Germany’s eurosceptic party, Alternative für Deutschland (AfD), applied last week to join the European Conservatives and Reformists Group (ECR) in which the UK Conservative Party sits, following the EU Parliament elections last Sunday.
The party has been keen to join the British Conservatives in Brussels, seeing them as natural allies for EU reform.
But British Prime Minister David Cameron said before the European elections that Merkel’s party remained the Conservatives’ “sister party” in Europe, despite them no longer sitting in the same bloc in the EU Parliament.
An alliance with the AfD, who want to scrap the euro, would upset Merkel, whose support Cameron needs to renegotiate Britain’s relationship with the EU and see off his eurosceptic rivals UKIP. The AfD took seven percent of the vote in Germany and gained support from former voters of Merkel's conservative bloc.
But on Saturday British Conservative MEPs came out in favour of an alliance with the AfD.
David Campbell Bannerman, MEP for Eastern England, Nirj Deva South East England MEP and Julie Girling, MEP for South West England all tweeted their support.
Delighted that AfD, Germany's moderate anti-euro party, wants to join @ecrgroup – Look forward to voting for their membership
— Nirj Deva MEP (@NirjDeva) May 31, 2014
Delighted at application by 7 MEP Alternative for Germany (AfD) to ECR Group: responsible, Eurosceptic conservatives – anti waste & bailouts
— D Campbell Bannerman (@DCBMEP) May 31, 2014
So, Merkel has endorsed Juncker after all, what a surprise! Seems to me there's now no reason not to admit the #AfD to ECR next week.
— Julie Girling (@juliegirling) May 31, 2014
Even if Cameron puts pressure on his MEPs to reject an alliance with the AfD they could still join the ECR. The British Conservatives have 19 MEPs out of the 46 in the group.
AfD leader Bernd Lucke told the Financial Times on Friday that he had the support of the Polish and Czech members of the group and claimed Cameron was being “used” by Merkel.
He said: “It seems that Angela Merkel tried to mobilize David Cameron to solve her domestic political problems and isolate the AfD.
“I can’t imagine a British prime minister would allow himself to be manipulated in this way.
“We have agreement on David Cameron’s agenda for Europe.
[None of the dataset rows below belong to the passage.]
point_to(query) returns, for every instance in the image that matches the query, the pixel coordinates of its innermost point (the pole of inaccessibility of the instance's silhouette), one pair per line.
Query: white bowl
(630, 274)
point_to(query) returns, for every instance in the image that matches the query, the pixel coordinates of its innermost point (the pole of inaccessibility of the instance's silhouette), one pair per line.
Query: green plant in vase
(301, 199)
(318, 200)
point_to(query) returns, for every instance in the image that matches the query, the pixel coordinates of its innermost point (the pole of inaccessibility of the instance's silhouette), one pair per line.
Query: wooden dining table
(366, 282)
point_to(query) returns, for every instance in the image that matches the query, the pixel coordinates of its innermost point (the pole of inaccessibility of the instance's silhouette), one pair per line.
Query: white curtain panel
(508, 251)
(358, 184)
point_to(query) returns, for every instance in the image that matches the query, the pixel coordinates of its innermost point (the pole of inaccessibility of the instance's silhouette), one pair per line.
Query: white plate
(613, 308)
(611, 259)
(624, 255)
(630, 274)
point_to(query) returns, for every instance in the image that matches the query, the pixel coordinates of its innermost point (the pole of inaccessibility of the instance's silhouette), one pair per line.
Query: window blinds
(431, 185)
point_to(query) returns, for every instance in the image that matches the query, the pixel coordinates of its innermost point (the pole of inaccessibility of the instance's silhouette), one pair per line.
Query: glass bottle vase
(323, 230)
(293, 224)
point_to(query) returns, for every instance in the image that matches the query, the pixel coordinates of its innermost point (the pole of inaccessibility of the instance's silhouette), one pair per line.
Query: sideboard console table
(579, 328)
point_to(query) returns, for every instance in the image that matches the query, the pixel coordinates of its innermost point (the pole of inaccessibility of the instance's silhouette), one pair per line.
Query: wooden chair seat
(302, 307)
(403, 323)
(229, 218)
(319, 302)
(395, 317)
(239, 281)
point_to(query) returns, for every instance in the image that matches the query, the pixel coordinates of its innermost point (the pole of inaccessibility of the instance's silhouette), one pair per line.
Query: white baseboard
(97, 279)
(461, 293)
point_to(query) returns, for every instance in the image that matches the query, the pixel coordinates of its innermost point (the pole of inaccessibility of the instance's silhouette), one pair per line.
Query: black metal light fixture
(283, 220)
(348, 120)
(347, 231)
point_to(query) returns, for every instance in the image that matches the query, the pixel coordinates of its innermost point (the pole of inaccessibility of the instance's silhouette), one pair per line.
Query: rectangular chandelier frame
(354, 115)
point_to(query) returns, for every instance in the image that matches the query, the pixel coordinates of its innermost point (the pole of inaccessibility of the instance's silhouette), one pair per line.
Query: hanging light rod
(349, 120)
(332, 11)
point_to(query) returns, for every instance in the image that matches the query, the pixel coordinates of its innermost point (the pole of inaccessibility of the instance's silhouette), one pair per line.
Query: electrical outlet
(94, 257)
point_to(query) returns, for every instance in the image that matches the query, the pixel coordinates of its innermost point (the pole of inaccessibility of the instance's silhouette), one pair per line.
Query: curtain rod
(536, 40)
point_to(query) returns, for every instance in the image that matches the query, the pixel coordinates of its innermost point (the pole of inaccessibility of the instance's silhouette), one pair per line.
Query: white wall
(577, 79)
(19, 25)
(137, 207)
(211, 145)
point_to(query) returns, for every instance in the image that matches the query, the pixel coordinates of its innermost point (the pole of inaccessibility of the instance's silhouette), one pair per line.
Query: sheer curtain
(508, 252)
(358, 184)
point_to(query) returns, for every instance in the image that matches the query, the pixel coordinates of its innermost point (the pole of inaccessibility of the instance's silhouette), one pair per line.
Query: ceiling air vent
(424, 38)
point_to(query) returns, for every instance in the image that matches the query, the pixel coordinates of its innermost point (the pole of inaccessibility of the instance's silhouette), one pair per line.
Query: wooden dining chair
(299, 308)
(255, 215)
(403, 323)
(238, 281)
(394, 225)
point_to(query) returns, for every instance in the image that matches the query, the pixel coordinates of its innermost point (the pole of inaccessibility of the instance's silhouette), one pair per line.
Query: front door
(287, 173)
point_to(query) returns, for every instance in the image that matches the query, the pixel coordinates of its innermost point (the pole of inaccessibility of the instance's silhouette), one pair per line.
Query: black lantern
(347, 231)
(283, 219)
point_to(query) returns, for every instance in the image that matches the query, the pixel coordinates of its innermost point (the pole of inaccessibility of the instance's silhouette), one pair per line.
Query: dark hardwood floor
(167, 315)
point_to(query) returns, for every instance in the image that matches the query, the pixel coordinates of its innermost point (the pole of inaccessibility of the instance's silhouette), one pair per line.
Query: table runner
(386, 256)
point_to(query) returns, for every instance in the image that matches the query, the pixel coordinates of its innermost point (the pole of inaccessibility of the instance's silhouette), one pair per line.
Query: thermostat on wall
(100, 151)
We support his views on a more decentralized EU.
“We are exactly the right guys to support his views in Germany. The CDU doesn’t support his ideas. We have the same policies as David Cameron. I think he is being used.”
In an interview with The Local before the elections, the AfD’s number two candidate, Hans-Olaf Henkel, ruled out an alliance with UKIP and predicted the British Conservatives would be more amenable to an alliance with the AfD if they lost seats in the elections. They lost six seats.